There are microcars, such as Crosleys, a Nash Metropolitan, a Goggomobil, a Honda N600s and Z600s and a BMW Isetta. There are 1940s motorcycles, John Deere tractors, Jaguars, and a Cadillac ambulance that looks like it came "straight out of Ghostbusters".

His Studebakers include Larks, Hawks, at least one Avanti, as well as horse-drawn buggies and wagons from the carmaker's early days.
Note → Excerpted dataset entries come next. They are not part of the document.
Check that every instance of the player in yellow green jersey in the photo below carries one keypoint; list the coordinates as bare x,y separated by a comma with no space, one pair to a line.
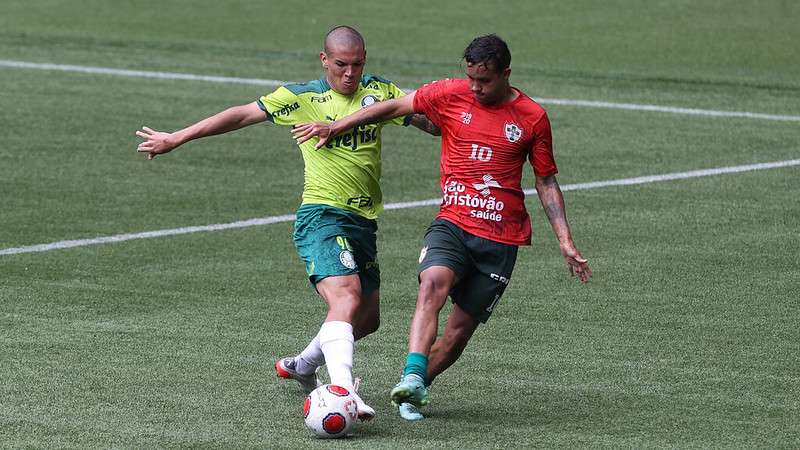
335,226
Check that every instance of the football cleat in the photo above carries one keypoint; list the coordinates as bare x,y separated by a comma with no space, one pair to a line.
410,412
410,389
286,368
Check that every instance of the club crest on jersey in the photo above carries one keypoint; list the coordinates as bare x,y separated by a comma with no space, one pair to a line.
484,188
513,132
347,260
368,100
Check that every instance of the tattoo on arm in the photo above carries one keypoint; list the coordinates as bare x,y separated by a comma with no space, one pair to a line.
423,123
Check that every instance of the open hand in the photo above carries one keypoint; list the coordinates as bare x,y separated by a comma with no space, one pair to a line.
155,142
578,265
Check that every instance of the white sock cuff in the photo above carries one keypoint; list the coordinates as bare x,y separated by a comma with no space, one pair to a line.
334,331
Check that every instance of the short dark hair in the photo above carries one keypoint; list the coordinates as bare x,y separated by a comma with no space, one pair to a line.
490,51
343,35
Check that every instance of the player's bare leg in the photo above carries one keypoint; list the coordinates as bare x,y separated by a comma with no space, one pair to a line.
337,334
435,285
448,348
350,315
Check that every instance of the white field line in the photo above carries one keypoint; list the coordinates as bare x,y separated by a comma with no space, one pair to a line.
402,205
275,83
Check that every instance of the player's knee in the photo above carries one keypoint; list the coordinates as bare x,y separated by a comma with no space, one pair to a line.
368,327
432,291
456,341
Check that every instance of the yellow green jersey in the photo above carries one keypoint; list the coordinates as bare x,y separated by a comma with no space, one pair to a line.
346,172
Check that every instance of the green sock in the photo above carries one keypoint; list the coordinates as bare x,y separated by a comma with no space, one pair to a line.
416,363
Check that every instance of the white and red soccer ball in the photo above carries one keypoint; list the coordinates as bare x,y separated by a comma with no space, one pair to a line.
330,411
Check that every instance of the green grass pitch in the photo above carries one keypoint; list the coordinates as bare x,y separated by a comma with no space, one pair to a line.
687,336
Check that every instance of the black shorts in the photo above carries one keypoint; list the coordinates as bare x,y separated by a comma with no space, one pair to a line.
483,267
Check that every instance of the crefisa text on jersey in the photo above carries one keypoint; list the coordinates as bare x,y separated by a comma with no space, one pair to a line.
359,135
485,207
Hackenberger had originally hoped to open a museum to display his car collection, before deciding to sell them. He sold all of his collection by auction, on July 15 and 16, 2017, in Norwalk, Ohio.

The auction raised over $2 million, with the top price being $37,800 for a 1947 Indian Chief motorcycle with sidecar, followed by $31,500 each for a 1965 Amphicar 770, a 1969 Jaguar E-Type Roadster, and a 1938 Studebaker pickup.

==Personal life==
He married his wife, Eunice, in 1962. They have six daughters and live in Norwalk, Ohio.